Wer sich bei Stefan Seufert in eine besondere Dahliensorte verliebt, kann diese kaufen. Das geht so: Man sucht sich ein Exemplar aus, bezahlt einen kleineren Betrag und die Dahlie wird mit einem Schild versehen. Wenn es im November an das Ausgraben der Knollen geht, kommt man vorbei und holt seinen „Schatz“ einfach ab.

Im Kampf gegen die Trockenheit

Aktuell arbeitet der 58-Jährige an sieben Tage die Woche fast rund um die Uhr gegen die Zeit und gegen die Trockenheit, damit die Besucher sich zur Eröffnung auf ein blühendes Meer an Farben freuen dürfen. „Da wie überall alles staubtrocken ist, gieße ich nach Sonnenuntergang mit dem Schlauch fast täglich Beet für Beet bis tief in die Nacht hinein.“

Das Unkraut wird sich die nächsten Jahre verändern

Beim Unkraut hat der Mann mit dem grünen Daumen einen Wechsel beobachtet. „Auf dem Vormarsch wegen der langen Trockenperioden in unserer Region sind Pfahlwurzler – also Unkraut mit langen und tiefen Wurzeln.
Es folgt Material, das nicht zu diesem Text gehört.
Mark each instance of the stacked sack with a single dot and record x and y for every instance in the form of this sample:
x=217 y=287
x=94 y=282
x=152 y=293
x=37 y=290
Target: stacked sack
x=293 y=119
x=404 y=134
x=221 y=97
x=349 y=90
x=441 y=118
Sie holen sich das Wasser aus großer Tiefe. Es wachsen demzufolge immer mehr Ackerwinden, Giersch, Hirsegras und Portulak. Das Unkraut der nächsten 10 Jahre.“

Auf alle Fälle einen Besuch wert

Der Dahliengarten liegt zwischen Lindau-Reutin und Streitelsfingen am Büchelewiesweg.

Öffnungszeiten:
Bis Ende Oktober, täglich von Sonnenauf- bis Sonnenuntergang geöffnet.

Eintritt:
8 Euro/Person, Gruppen ab 25 Personen 7 EUR/Person, Kinder bis 12 Jahre sind frei.

Die schönste Dahlienzeit ist von September bis Mitte Oktober, aber zur Eröffnung gibt es natürlich auch schon viel zu sehen. Stefan Seufert gibt vor Ort gerne Tipps und freut sich auf einen Plausch mit den Besuchern.